Jakarta
- Pasca pemilu 1999, eksistensi partai-partai Islam dan partai-partai yang
berbasis masa Islam cukup menonjol. Peran partai-partai inipun terus
diperhitungkan ketika Amin Rais, yang merupakan tokoh Muhammadiyah dan
berkiprah di Partai Amanat Nasional (PAN) menggagas poros tengah.
Artikulasi
politik dari poros tengah ini mengantarkan tokoh NU, yang juga pendiri Partai
Kebangkitan Bangsa (PKB), KH Abdurrahman Wahid menduduki kursi presiden.

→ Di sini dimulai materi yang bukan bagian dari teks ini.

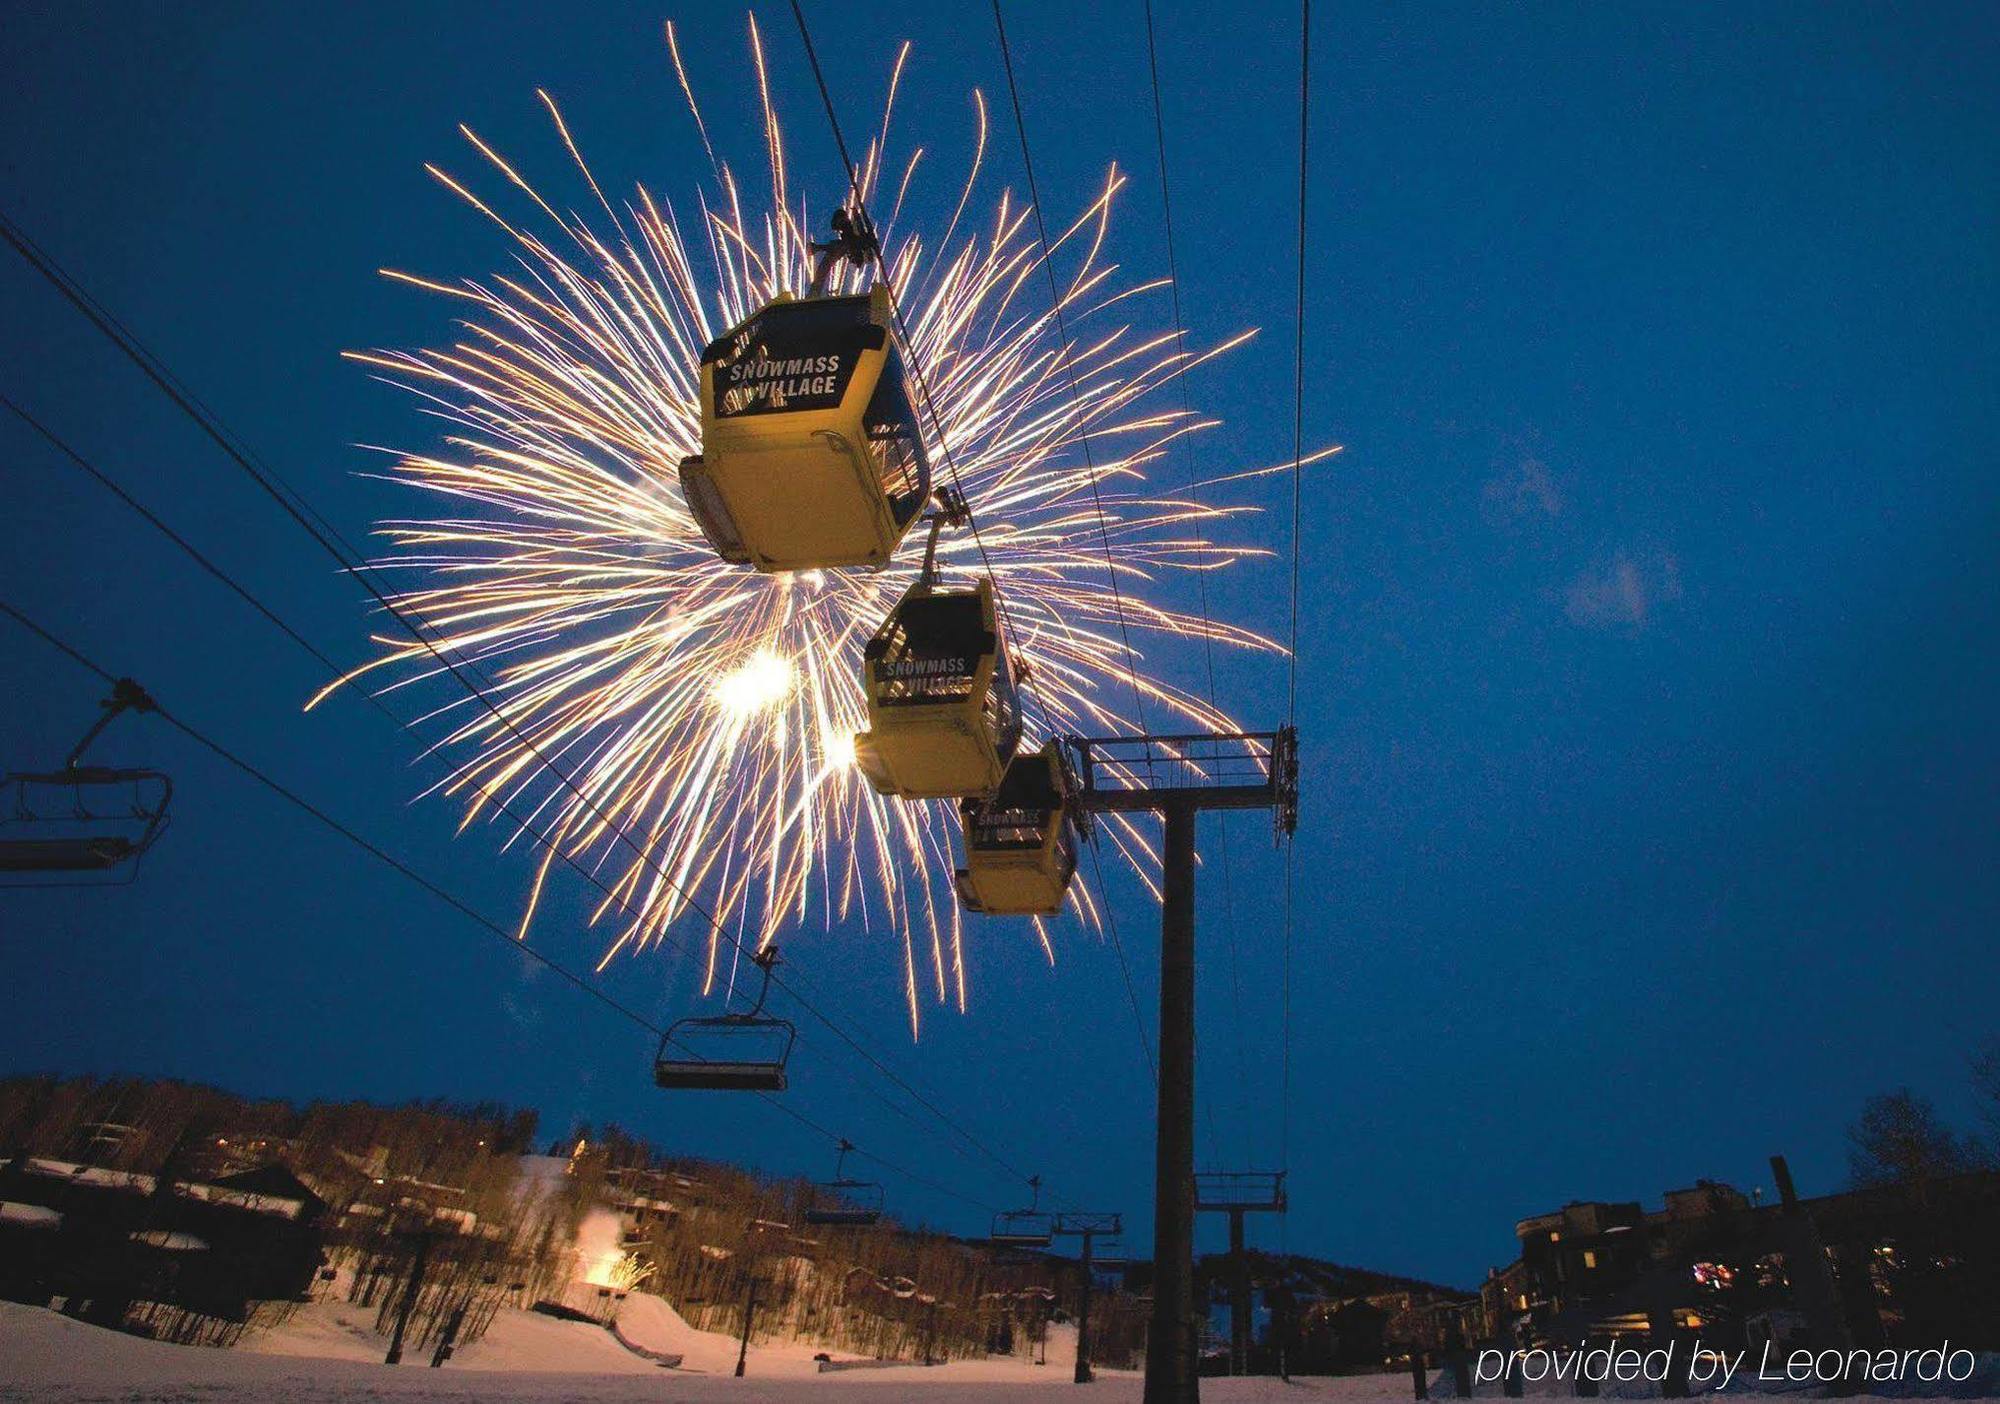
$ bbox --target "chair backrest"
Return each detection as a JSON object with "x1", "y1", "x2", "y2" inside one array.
[
  {"x1": 990, "y1": 1209, "x2": 1053, "y2": 1246},
  {"x1": 0, "y1": 768, "x2": 172, "y2": 881},
  {"x1": 803, "y1": 1178, "x2": 884, "y2": 1226}
]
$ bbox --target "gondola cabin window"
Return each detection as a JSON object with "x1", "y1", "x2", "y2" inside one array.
[
  {"x1": 870, "y1": 593, "x2": 988, "y2": 706},
  {"x1": 862, "y1": 346, "x2": 929, "y2": 521},
  {"x1": 968, "y1": 805, "x2": 1050, "y2": 851},
  {"x1": 710, "y1": 297, "x2": 874, "y2": 418}
]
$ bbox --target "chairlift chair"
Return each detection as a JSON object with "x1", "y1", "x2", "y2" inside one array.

Sementara Amien Rais, yang merupakan tokoh Reformasi, menduduki kursi MPR.
Sementara kalangan pun menilai periode ini sebagai kebangkitan politik Islam.

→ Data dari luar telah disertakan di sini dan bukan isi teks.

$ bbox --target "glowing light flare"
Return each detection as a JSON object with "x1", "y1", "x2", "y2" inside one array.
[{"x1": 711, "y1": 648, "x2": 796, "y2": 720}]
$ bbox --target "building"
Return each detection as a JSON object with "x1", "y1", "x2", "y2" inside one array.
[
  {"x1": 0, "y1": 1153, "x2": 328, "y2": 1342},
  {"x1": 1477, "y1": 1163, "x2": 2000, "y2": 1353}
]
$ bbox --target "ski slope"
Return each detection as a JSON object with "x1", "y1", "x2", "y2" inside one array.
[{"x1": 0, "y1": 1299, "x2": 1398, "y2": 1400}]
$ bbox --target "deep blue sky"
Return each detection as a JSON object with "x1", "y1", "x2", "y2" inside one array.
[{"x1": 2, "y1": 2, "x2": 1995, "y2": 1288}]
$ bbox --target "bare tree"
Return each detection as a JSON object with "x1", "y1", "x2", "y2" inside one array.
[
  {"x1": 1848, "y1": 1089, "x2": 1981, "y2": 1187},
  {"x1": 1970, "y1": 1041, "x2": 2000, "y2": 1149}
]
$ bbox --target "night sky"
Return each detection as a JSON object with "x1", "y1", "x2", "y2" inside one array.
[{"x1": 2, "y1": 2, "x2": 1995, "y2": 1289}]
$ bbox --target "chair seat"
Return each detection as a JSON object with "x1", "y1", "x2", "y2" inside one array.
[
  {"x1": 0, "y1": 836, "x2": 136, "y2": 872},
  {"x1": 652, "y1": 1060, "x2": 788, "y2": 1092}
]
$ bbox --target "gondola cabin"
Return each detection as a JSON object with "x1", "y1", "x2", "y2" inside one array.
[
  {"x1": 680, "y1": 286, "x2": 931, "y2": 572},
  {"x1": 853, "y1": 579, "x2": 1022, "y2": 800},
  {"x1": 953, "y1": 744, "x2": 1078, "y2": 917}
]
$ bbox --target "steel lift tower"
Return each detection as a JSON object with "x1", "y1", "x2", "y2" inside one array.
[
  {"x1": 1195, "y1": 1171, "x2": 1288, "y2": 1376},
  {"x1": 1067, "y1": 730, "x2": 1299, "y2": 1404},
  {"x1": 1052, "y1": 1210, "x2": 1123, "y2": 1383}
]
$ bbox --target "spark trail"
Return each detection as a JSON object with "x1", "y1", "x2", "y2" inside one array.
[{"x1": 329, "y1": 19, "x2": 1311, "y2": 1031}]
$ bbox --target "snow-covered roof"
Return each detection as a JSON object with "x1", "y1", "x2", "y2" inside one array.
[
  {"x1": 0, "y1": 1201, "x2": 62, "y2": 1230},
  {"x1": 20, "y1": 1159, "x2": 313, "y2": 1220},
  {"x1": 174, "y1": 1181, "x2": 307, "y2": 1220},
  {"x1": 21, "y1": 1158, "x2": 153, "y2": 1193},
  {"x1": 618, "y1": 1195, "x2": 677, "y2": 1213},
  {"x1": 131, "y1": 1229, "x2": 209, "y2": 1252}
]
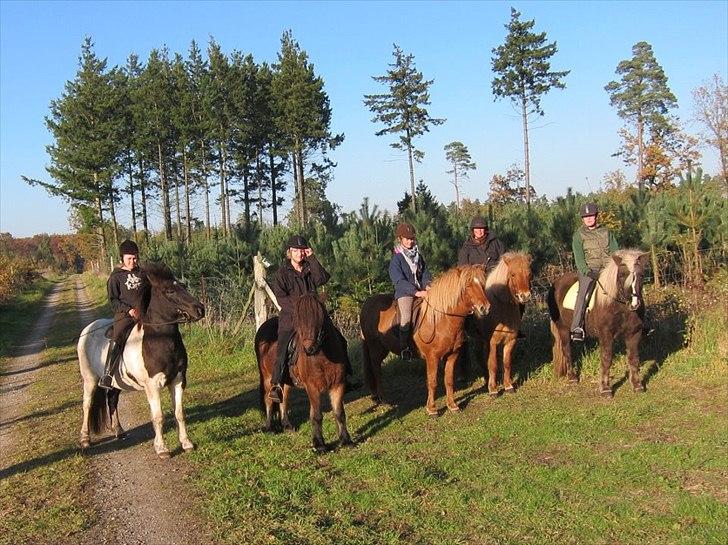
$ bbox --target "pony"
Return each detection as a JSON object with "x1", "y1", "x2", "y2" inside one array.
[
  {"x1": 548, "y1": 249, "x2": 649, "y2": 398},
  {"x1": 360, "y1": 265, "x2": 491, "y2": 416},
  {"x1": 473, "y1": 252, "x2": 532, "y2": 396},
  {"x1": 77, "y1": 263, "x2": 205, "y2": 458},
  {"x1": 256, "y1": 293, "x2": 352, "y2": 453}
]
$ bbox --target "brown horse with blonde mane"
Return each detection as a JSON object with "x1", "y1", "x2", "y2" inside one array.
[
  {"x1": 360, "y1": 265, "x2": 490, "y2": 416},
  {"x1": 548, "y1": 249, "x2": 649, "y2": 398},
  {"x1": 256, "y1": 293, "x2": 353, "y2": 452},
  {"x1": 473, "y1": 252, "x2": 532, "y2": 396}
]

Atau tepatnya, bila meminjam polarisasi daru Clifford Geertz, periode ini
sebagai kebangkitan politik santri. Apalagi saat itu, Ketua DPR juga diduduki
Akbar Tanjung, yang merupakan tokoh Himpunan Mahasiswa Islam (HMI).
Bila
menegok pada hasil Pemilu 2009, ada dua partai yang berasaskan Islam dan dua
partai yang berbasis massa Islam. Yaitu, Partai Keadilan Sejahtera (PKS),
Partai Persatuan Pembangunan (PPP), Partai Amanat Nasional (PAN) dan Partai
Kebangkitan Bangsa (PKS).
Menurut
Direktur Eksekutif Segitiga Institute, Muhammad Sukron, kepada Rakyat
Merdeka Online beberapa saat lalu (Selasa, 31/7), potensi keempat partai
ini sangat luar biasa bila ada kemauan untuk sama-sama mengusung satu calon
presiden yang merepresentasikan dan mewakiliki politik Islam. Dan ini menjadi
pekerjaan rumah bagi partai Islam itu untuk tampil kembali dan memegang kendali
politik di Indonesia.
"Tentu saja
untuk hal ini mesti diimbangi dengan persyaratan yang disepakati yang diikuti
pula oleh intensitas komunikasi politik dari parpol Islam itu sendiri. Oleh
karena itu koalisi partai Islam mutlak harus dilakukan untuk memunculkan kader
dan diikutkan pada kontestasi pemilihan presiden tahun 2014 mendatang,"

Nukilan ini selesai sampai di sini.